The Clean Slate Act, sponsored by Assembly Member Catalina Cruz and State Senator Zellnor Myrie, is cosponsored by 42 Assembly Members and 20 State Senators. In 2017, the state enacted legislation which made 600,000 eligible to have their records sealed through an application process, but only 2,500 have completed this process as a result of unnecessary barriers. The Clean Slate Act makes this process automatic, rather than initiated by the applicant.
The presence of a criminal record frequently hinders formerly incarcerated people from obtaining employment, housing, and education. This makes the re-entry transition difficult and increases the risk for recidivism. Recent research indicates that a year following their record being cleared, people are 11 percent more likely to be employed, and earn wages more than 20 percent greater than prior to records being cleared. Additionally, greater employment access for formerly incarcerated individuals strengthens economic growth. According to new polling, a significant majority of New Yorkers support this legislation.
This resolution in support of the Legislature passing, and Governor signing, the Clean Slate Act is part of the Public Advocate's ongoing work to ease re-entry and prevent recidivism for formerly incarcerated individuals, including through the passage of the Fair Chance Act of 2015, which prevented asking job applicants about criminal history prior to a conditional offer of employment, and the 2020 expansion of that law. He is currently working to pass Intro 1881, which would help formerly incarcerated individuals successfully pursue education and employment opportunities by providing them with several official identification documents upon release.
"We are grateful that the Public Advocate has introduced this resolution calling on Albany to finish what they started and pass the Clean Slate Act," said Garrett Smith, Statewide Organizer at Center for Community Alternatives. This legislation transcends politics -- it is a moral imperative. The impact of the criminal legal system does not end once someone returns home from prison. In New York, a conviction record means a lifetime of blocked opportunities from housing, employment and education. The state must end this cycle of perpetual punishment by passing the Clean Slate Act, which would seal conviction records and provide more than 2 million New Yorkers the second chance they deserve."
"For far too long, communities of color in New York have suffered from the perpetual punishment of having a criminal record," said Zaki Smith, Policy Entrepreneur at the Next100. "Our communities have been serving a life sentence without being sentenced to one. Our debt has been paid. It is time that we be able to move on with our lives.
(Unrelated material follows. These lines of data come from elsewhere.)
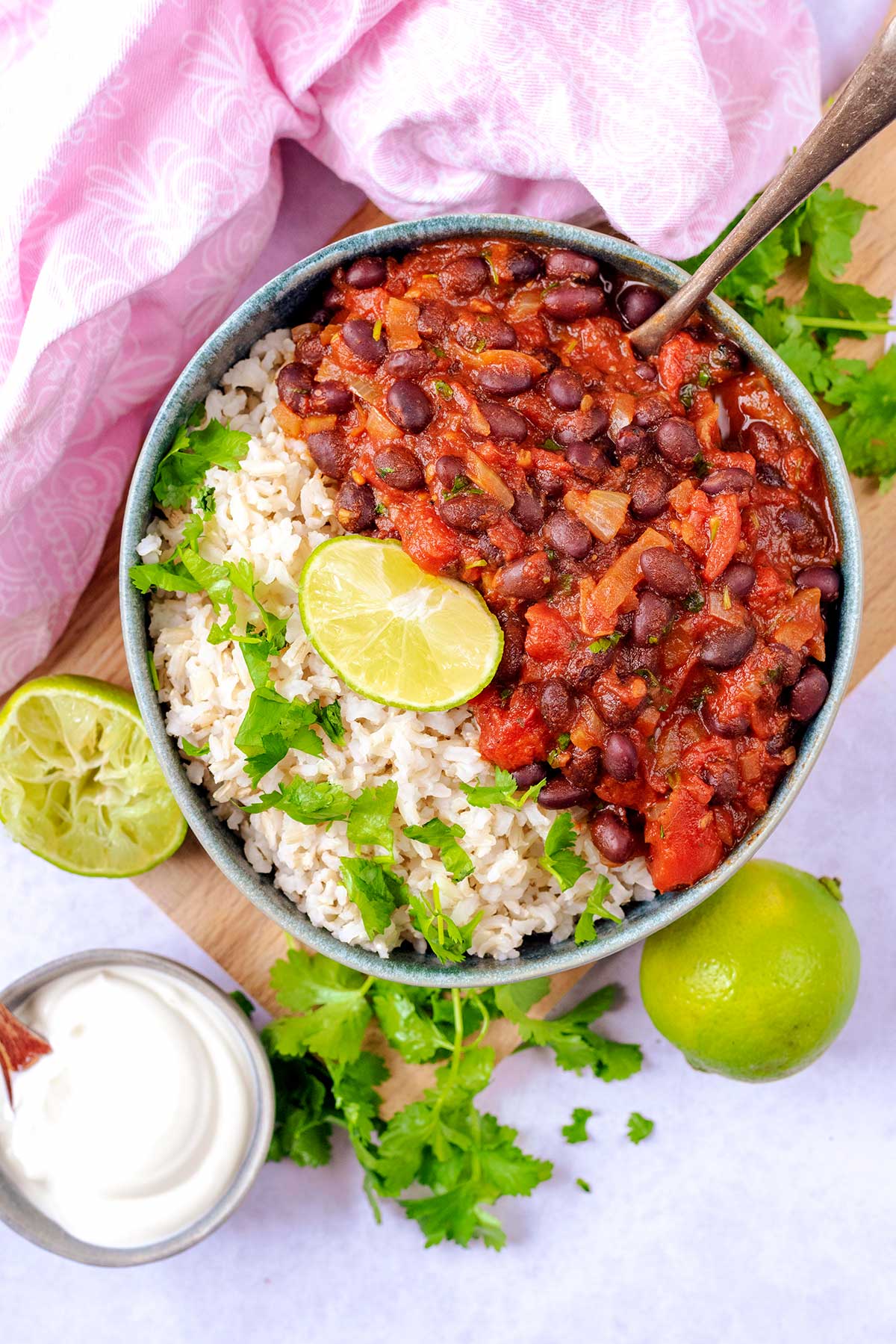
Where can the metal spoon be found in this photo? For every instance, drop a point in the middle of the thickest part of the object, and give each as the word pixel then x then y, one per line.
pixel 865 107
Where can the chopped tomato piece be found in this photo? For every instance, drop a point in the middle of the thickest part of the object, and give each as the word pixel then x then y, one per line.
pixel 512 734
pixel 682 836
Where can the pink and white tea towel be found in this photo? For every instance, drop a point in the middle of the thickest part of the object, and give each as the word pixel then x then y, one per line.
pixel 144 175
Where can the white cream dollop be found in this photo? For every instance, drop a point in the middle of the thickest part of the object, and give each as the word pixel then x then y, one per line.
pixel 137 1123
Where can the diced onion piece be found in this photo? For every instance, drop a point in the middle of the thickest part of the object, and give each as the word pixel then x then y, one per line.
pixel 601 511
pixel 292 425
pixel 488 480
pixel 379 427
pixel 401 324
pixel 621 412
pixel 524 304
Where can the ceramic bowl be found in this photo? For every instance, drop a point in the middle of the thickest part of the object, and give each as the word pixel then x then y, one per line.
pixel 279 304
pixel 20 1214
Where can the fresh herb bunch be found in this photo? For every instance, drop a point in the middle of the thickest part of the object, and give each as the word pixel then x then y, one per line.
pixel 806 334
pixel 441 1157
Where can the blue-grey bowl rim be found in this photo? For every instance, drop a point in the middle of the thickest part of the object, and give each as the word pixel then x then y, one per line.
pixel 20 1216
pixel 270 307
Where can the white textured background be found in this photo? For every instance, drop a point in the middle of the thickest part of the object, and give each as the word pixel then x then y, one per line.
pixel 753 1214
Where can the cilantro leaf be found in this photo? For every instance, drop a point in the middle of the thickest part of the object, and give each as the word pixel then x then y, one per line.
pixel 308 802
pixel 503 790
pixel 442 836
pixel 638 1127
pixel 575 1132
pixel 448 940
pixel 188 749
pixel 370 822
pixel 332 1002
pixel 270 728
pixel 595 909
pixel 375 890
pixel 574 1044
pixel 193 450
pixel 559 858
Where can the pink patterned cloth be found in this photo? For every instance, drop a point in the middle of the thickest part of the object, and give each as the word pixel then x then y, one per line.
pixel 144 151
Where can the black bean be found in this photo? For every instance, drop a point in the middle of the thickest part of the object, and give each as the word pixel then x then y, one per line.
pixel 583 768
pixel 408 363
pixel 620 757
pixel 581 425
pixel 529 775
pixel 558 795
pixel 650 412
pixel 528 510
pixel 558 704
pixel 514 631
pixel 677 441
pixel 566 388
pixel 358 335
pixel 524 265
pixel 528 578
pixel 770 474
pixel 331 452
pixel 408 406
pixel 398 468
pixel 613 836
pixel 727 647
pixel 367 272
pixel 588 460
pixel 501 381
pixel 729 480
pixel 550 483
pixel 648 492
pixel 449 468
pixel 722 778
pixel 788 663
pixel 809 694
pixel 759 439
pixel 568 535
pixel 504 421
pixel 824 578
pixel 739 578
pixel 564 264
pixel 568 303
pixel 293 386
pixel 637 303
pixel 470 512
pixel 464 277
pixel 355 507
pixel 650 619
pixel 331 397
pixel 667 573
pixel 735 726
pixel 435 319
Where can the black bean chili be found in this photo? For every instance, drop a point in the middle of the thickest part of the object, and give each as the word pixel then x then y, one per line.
pixel 655 536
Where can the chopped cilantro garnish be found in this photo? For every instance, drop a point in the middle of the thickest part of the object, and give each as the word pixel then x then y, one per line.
pixel 606 642
pixel 575 1132
pixel 638 1127
pixel 595 909
pixel 444 837
pixel 188 749
pixel 503 790
pixel 559 856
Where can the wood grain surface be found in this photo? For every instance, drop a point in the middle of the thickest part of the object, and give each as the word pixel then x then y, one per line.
pixel 193 893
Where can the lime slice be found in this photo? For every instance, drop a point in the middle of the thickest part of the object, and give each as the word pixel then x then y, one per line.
pixel 80 784
pixel 393 632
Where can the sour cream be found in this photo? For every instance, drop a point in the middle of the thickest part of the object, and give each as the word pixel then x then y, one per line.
pixel 137 1123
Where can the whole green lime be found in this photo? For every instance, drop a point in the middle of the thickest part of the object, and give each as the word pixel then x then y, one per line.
pixel 758 980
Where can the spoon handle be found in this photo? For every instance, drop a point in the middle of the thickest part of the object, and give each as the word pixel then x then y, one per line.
pixel 865 107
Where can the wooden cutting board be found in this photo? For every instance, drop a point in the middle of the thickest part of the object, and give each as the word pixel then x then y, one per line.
pixel 193 893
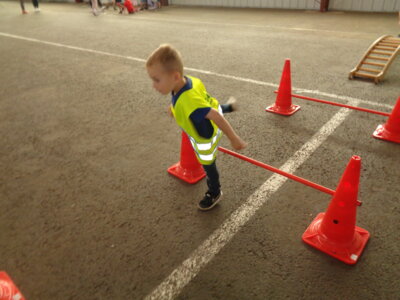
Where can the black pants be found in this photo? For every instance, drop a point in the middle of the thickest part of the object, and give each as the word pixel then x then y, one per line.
pixel 34 2
pixel 214 186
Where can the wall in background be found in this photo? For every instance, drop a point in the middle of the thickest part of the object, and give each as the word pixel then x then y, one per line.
pixel 348 5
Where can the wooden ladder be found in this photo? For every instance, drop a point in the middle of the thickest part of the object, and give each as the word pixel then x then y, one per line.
pixel 377 59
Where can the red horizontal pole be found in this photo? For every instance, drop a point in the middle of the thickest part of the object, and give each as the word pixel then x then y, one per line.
pixel 341 105
pixel 280 172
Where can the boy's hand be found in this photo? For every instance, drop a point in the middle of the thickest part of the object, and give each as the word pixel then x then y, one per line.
pixel 238 144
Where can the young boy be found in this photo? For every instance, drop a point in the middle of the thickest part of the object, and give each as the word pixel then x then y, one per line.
pixel 196 112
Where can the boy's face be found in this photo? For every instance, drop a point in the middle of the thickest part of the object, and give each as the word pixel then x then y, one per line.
pixel 163 81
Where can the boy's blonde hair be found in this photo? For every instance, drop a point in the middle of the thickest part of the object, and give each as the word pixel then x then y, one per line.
pixel 169 58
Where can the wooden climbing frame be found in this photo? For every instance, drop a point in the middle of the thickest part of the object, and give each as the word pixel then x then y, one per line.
pixel 377 59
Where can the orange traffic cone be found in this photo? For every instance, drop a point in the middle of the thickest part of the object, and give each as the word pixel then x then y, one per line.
pixel 8 290
pixel 335 232
pixel 188 169
pixel 391 130
pixel 283 103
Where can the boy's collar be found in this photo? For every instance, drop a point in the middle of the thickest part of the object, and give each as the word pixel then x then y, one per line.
pixel 186 87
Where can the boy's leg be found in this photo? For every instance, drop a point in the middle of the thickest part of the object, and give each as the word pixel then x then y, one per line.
pixel 214 193
pixel 214 187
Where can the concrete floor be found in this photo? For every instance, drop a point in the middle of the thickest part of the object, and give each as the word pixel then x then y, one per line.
pixel 87 208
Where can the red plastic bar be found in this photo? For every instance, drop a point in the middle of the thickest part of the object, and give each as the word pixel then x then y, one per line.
pixel 280 172
pixel 341 105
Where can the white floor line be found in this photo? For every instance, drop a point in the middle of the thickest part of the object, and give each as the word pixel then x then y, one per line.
pixel 242 79
pixel 185 21
pixel 183 274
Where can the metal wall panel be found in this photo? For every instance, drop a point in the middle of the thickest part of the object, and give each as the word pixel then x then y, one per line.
pixel 288 4
pixel 365 5
pixel 347 5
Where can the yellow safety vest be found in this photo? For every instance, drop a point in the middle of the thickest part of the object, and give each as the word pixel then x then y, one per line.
pixel 190 100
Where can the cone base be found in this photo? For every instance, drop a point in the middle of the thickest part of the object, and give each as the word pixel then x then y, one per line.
pixel 348 254
pixel 283 111
pixel 189 176
pixel 382 133
pixel 8 290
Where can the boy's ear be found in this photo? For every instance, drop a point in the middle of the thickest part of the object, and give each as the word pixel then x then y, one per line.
pixel 177 76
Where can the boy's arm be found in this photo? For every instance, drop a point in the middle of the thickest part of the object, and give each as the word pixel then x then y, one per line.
pixel 223 124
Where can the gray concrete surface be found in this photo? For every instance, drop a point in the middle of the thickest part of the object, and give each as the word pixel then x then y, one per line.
pixel 87 208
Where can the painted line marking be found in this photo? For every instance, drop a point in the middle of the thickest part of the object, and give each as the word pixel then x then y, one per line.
pixel 199 258
pixel 232 77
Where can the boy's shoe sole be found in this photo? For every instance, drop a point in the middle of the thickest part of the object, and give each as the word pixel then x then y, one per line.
pixel 211 206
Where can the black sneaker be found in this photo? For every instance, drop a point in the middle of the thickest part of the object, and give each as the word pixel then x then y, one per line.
pixel 209 202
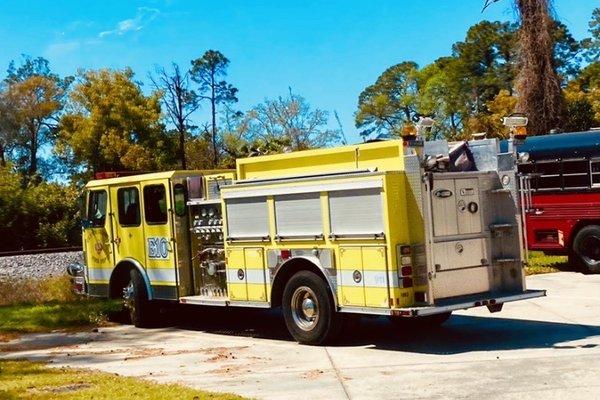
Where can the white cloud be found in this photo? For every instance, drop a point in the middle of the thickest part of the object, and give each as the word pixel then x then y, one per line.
pixel 143 17
pixel 59 49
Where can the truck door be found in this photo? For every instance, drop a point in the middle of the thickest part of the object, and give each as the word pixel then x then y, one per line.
pixel 97 237
pixel 128 233
pixel 460 248
pixel 158 228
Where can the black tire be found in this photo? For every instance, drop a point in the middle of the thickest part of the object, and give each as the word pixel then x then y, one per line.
pixel 586 249
pixel 308 309
pixel 135 295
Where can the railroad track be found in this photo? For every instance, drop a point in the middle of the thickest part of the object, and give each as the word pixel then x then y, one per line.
pixel 39 251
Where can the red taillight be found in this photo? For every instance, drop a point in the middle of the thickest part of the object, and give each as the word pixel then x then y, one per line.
pixel 285 254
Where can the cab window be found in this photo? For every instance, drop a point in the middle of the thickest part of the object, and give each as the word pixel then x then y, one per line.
pixel 179 195
pixel 155 204
pixel 97 208
pixel 129 206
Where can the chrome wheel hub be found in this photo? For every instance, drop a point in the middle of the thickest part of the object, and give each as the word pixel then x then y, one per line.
pixel 305 308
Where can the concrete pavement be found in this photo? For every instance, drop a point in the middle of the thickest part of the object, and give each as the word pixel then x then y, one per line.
pixel 542 348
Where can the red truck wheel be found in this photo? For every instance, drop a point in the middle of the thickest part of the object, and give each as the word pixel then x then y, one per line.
pixel 586 248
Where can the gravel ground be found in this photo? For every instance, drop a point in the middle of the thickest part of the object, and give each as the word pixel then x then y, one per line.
pixel 37 266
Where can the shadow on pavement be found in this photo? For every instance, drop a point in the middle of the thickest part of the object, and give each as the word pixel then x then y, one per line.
pixel 460 334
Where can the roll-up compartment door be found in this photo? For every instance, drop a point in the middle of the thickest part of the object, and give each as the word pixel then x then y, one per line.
pixel 356 212
pixel 298 215
pixel 247 217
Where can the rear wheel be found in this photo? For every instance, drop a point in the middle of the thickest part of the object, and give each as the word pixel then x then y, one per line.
pixel 586 249
pixel 135 299
pixel 308 309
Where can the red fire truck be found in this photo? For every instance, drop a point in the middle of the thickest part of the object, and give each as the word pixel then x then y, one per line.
pixel 560 181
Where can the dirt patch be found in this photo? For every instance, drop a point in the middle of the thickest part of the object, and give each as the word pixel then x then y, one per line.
pixel 223 353
pixel 313 374
pixel 229 369
pixel 7 337
pixel 60 389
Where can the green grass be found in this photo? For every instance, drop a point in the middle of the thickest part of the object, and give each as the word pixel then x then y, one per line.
pixel 25 380
pixel 539 263
pixel 46 317
pixel 36 291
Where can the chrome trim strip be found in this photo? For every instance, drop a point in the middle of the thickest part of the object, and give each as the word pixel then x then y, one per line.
pixel 231 192
pixel 366 310
pixel 423 311
pixel 253 304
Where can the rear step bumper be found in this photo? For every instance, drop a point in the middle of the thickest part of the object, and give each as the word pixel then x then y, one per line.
pixel 492 300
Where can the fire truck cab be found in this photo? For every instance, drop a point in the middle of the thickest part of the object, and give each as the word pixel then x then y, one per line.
pixel 402 229
pixel 560 177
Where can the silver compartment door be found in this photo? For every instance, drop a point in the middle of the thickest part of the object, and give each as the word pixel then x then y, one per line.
pixel 443 204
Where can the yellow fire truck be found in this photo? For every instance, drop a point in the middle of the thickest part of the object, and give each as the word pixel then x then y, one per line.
pixel 407 229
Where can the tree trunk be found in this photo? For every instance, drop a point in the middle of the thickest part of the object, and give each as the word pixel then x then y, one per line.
pixel 2 156
pixel 33 147
pixel 214 118
pixel 537 84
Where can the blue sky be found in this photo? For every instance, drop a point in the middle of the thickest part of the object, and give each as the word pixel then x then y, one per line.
pixel 326 51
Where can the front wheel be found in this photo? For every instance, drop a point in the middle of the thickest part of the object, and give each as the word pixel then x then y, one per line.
pixel 135 298
pixel 586 249
pixel 308 309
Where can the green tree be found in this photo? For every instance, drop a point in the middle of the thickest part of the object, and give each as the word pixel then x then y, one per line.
pixel 289 119
pixel 209 72
pixel 583 99
pixel 111 125
pixel 391 102
pixel 592 45
pixel 486 58
pixel 31 100
pixel 445 95
pixel 180 102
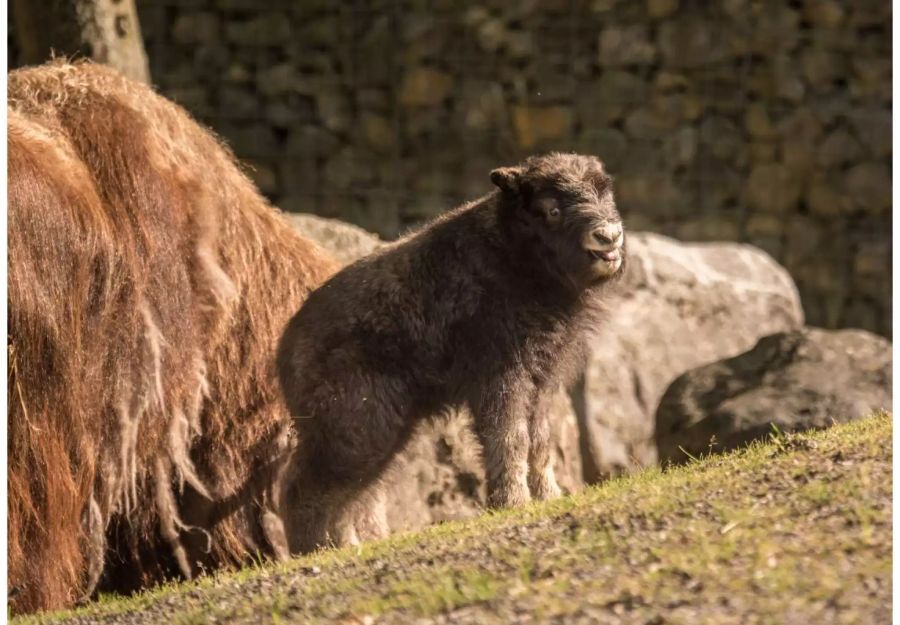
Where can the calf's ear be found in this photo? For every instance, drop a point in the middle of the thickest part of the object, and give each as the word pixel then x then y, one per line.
pixel 507 178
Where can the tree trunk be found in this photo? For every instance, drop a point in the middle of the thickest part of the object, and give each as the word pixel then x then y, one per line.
pixel 106 31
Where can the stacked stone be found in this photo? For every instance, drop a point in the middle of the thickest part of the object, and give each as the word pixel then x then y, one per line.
pixel 754 120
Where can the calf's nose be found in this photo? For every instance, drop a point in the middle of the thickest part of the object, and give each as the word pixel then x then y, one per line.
pixel 609 234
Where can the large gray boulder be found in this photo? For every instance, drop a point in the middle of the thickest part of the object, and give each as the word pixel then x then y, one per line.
pixel 796 380
pixel 344 241
pixel 681 305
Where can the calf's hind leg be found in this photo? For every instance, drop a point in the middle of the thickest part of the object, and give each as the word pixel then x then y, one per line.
pixel 343 452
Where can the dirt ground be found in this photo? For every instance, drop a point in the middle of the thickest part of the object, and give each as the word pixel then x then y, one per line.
pixel 796 530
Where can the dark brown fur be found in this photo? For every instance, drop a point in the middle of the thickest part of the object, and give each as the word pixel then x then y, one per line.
pixel 487 307
pixel 148 285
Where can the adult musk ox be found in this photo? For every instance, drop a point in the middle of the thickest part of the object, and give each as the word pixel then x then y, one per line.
pixel 487 307
pixel 148 285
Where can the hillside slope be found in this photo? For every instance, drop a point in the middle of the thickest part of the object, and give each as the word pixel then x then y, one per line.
pixel 796 530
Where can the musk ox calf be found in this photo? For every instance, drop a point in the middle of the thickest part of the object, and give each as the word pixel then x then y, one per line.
pixel 486 308
pixel 149 283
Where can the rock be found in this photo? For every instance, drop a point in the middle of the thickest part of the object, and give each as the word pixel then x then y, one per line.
pixel 263 176
pixel 838 148
pixel 869 186
pixel 344 241
pixel 425 86
pixel 609 98
pixel 688 41
pixel 873 127
pixel 266 29
pixel 535 125
pixel 377 131
pixel 672 295
pixel 276 80
pixel 197 28
pixel 772 187
pixel 310 140
pixel 797 380
pixel 625 45
pixel 661 8
pixel 775 29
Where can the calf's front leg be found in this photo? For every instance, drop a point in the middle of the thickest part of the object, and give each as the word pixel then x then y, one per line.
pixel 501 423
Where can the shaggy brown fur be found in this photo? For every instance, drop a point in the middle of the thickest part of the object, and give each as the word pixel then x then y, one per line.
pixel 487 307
pixel 148 285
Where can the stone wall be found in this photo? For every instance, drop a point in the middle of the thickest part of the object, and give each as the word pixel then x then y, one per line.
pixel 760 121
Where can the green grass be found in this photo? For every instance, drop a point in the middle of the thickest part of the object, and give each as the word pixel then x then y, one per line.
pixel 797 528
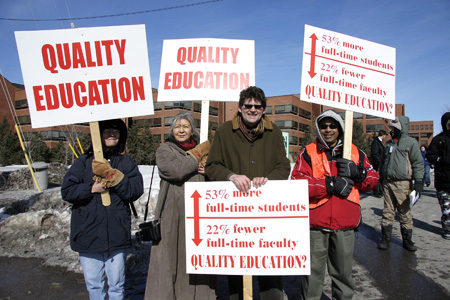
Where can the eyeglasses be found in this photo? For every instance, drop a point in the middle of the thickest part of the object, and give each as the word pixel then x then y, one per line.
pixel 256 106
pixel 111 131
pixel 325 126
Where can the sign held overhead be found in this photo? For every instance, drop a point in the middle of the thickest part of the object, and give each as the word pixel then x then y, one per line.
pixel 206 69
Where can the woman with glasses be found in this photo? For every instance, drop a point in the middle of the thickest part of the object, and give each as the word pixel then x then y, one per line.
pixel 334 205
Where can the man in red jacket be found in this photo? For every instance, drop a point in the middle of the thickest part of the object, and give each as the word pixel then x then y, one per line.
pixel 334 203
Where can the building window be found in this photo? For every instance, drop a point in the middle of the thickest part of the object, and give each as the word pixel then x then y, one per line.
pixel 293 140
pixel 157 106
pixel 304 113
pixel 288 124
pixel 357 116
pixel 286 109
pixel 21 104
pixel 155 122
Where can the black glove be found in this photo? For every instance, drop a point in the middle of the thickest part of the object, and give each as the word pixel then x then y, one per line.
pixel 340 186
pixel 347 168
pixel 418 186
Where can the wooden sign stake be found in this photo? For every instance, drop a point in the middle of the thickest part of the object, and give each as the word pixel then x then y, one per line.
pixel 98 155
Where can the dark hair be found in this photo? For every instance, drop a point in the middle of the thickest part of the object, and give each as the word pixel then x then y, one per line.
pixel 252 92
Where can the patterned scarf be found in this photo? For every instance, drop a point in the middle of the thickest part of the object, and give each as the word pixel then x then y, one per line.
pixel 251 134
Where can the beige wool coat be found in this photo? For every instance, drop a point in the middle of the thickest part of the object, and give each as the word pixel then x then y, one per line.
pixel 167 278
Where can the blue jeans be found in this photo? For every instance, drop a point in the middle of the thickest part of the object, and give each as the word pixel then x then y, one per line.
pixel 94 267
pixel 426 174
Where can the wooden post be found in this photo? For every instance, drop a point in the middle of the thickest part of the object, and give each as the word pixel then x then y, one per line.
pixel 348 133
pixel 98 155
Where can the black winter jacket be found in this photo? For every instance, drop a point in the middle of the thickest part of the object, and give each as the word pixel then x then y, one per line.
pixel 94 227
pixel 438 154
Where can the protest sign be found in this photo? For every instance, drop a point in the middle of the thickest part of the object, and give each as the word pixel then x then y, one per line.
pixel 206 69
pixel 348 73
pixel 85 74
pixel 263 232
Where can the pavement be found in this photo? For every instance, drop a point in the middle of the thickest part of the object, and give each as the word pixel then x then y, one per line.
pixel 390 274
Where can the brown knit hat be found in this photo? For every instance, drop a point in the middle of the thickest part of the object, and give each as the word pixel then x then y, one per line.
pixel 396 124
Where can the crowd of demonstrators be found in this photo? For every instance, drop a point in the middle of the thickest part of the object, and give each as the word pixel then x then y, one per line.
pixel 438 154
pixel 334 202
pixel 376 157
pixel 101 234
pixel 249 150
pixel 180 159
pixel 427 166
pixel 401 172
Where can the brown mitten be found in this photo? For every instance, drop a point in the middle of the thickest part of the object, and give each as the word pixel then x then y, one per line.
pixel 200 151
pixel 102 181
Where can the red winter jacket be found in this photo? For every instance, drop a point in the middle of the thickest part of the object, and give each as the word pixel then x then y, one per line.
pixel 337 213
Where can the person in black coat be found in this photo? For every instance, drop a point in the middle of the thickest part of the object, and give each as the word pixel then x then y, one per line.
pixel 438 154
pixel 101 234
pixel 376 156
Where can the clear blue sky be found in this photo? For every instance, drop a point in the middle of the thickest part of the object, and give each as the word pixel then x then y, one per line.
pixel 418 29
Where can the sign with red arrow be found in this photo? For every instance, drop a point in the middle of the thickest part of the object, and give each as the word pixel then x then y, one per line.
pixel 348 73
pixel 263 232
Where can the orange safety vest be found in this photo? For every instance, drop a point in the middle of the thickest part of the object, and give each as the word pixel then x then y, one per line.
pixel 321 168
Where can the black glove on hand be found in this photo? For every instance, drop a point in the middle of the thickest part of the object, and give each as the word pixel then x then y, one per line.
pixel 340 186
pixel 418 186
pixel 347 168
We applaud Public Advocate Jumaane Williams for introducing this resolution and call on state lawmakers to act on Clean Slate immediately."
"The Clean Slate Act will provide automatic sealing of criminal convictions for millions of New Yorkers and is a critical step towards repairing the harm caused by decades of over-policing and underinvestment in communities of color in the Bronx," said Scott Levy, Chief Policy Counsel at The Bronx Defenders. "The resolution introduced today by the Public Advocate sends a strong message that New York City stands firmly behind speedy passage of the Clean Slate Act and ensuring that criminal conviction records don't stand in the way of people accessing safe and stable housing, employment, and education. In this moment of national reckoning, the Clean Slate Act represents an investment in the Bronx's future, in its recovery from the COVID-19 pandemic, and in its resilience."
"Stale conviction records needlessly stand in the way of finding a good job, a license to practice a trade and a stable place to live for hundreds of thousands of New Yorkers," said David Jones, President and CEO of the Community Service Society of New York. "Records sealing under the Clean Slate New York Act is essential to ensuring that New Yorkers move beyond the perpetual punishment a conviction record creates, and have a place in New York's pandemic recovery and in the life of our great city and state. We commend the New York City Council for supporting this vital legislation."